[118351] in Cypherpunks
Re: Sander & Ta-Shma's ecash is revocable
daemon@ATHENA.MIT.EDU (Anonymous)
Sat Sep 25 19:28:13 1999
Date: Sun, 26 Sep 1999 00:59:20 +0200 (CEST)
Message-Id: <199909252259.AAA16560@mail.replay.com>
From: Anonymous <nobody@replay.com>
To: cypherpunks@cyberpass.net, dbs@philodox.com
Reply-To: Anonymous <nobody@replay.com>
Adam Back writes:
> Reading Sander & Ta-Shma's ecash system "Auditable, Anonymous
> Electronic Cash." [1] there an unusual feature as compared to other
> anonymous ecash systems, which is that it's tokens are anonymously
> revocable.
There is a list of issued coins. When a new coin is created (by the
bank, in their system) it gets added to the list. To revoke a coin
it is removed from the list. To deposit or spend a coin the holder
offers a ZK proof that it is in the issued coin list.
> The payer (A) can revoke the payment, but can not identify the payee
> (B).
More exactly, whomever controls the issued coin list can revoke a payment.
Whatever policies they follow will determine who can revoke payments.
It is not necessarily the payer (A). For example a bank might allow a
government to request that they revoke certain payments.
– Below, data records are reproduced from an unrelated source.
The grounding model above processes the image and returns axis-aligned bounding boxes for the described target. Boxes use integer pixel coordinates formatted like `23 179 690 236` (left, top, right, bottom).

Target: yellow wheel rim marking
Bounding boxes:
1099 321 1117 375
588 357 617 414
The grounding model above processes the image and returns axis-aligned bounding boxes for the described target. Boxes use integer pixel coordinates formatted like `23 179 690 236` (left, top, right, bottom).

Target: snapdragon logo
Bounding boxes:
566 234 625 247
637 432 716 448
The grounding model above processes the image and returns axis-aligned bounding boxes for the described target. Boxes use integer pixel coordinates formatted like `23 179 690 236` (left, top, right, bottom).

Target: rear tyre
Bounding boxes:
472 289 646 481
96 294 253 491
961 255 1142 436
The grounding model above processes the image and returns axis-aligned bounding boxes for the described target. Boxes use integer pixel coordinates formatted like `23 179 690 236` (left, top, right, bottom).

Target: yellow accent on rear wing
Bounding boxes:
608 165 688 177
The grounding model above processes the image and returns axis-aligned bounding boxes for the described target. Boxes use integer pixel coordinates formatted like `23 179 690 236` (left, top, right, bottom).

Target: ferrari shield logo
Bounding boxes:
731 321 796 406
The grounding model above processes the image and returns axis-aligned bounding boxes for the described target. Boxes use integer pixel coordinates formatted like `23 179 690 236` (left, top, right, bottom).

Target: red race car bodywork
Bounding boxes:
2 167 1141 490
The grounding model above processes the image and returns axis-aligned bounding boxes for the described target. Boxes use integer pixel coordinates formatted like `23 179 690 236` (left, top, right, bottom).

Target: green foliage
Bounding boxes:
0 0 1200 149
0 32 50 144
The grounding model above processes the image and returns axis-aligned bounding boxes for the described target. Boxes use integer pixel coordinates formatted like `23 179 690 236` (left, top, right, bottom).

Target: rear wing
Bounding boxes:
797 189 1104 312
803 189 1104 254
> Even if the coin by B giving the coin to C, A can still revoke both
> payment A->B, and payment B->C again without identifying B or C.[2]
>
> [2] This works because there is a publically verifiable audit trail
> showing payments in the audit log A->B->C etc. but where a given coin
> can not be linked by the bank to the corresponding audit log entry.
> The "coin" is a zero knowledge proof that the owner holds a preimage
> of the audit log entry, without revealing to the bank which entry in
> the list it corresponds to.
This does not seem right. A gets a coin from the bank. It is in the
issued coin list. He gives it to B, offering a zero knowledge proof
that the coin's serial number is in the issued coin list. B deposits
it and then gets a new coin to give to C.
Now A decides to revoke his coin. He gets the bank to remove it from
the issued coin list. But that has no effect. There is no way to know
which deposited coin corresponded to A's coin. The deposit transcript
was zero knowledge so it can not be linked to the withdrawal.
> However, while perhaps it is nice to be able to diffuse the blackmail
> attack argument, it seems to me that this method of doing so means
> that you no longer have instant final settlement, because the payer
> can go demand refund from the bank, and the bank in this case does
> have recourse -- it can revoke the payment, even though it can't
> identify the payee.
No, once the coin is deposited there is no way to invalidate it after
the fact. The ZK proof was only offered in the context of the list as it
was at that moment, and there is no way to say, "the list has changed,
let's go back and see which ZK proof transcripts are now invalid".
They would all be invalid once the list changes. There is no way to
single out the particular one which was invalidated by the removal of
a coin from the list. Hence settlement is still final.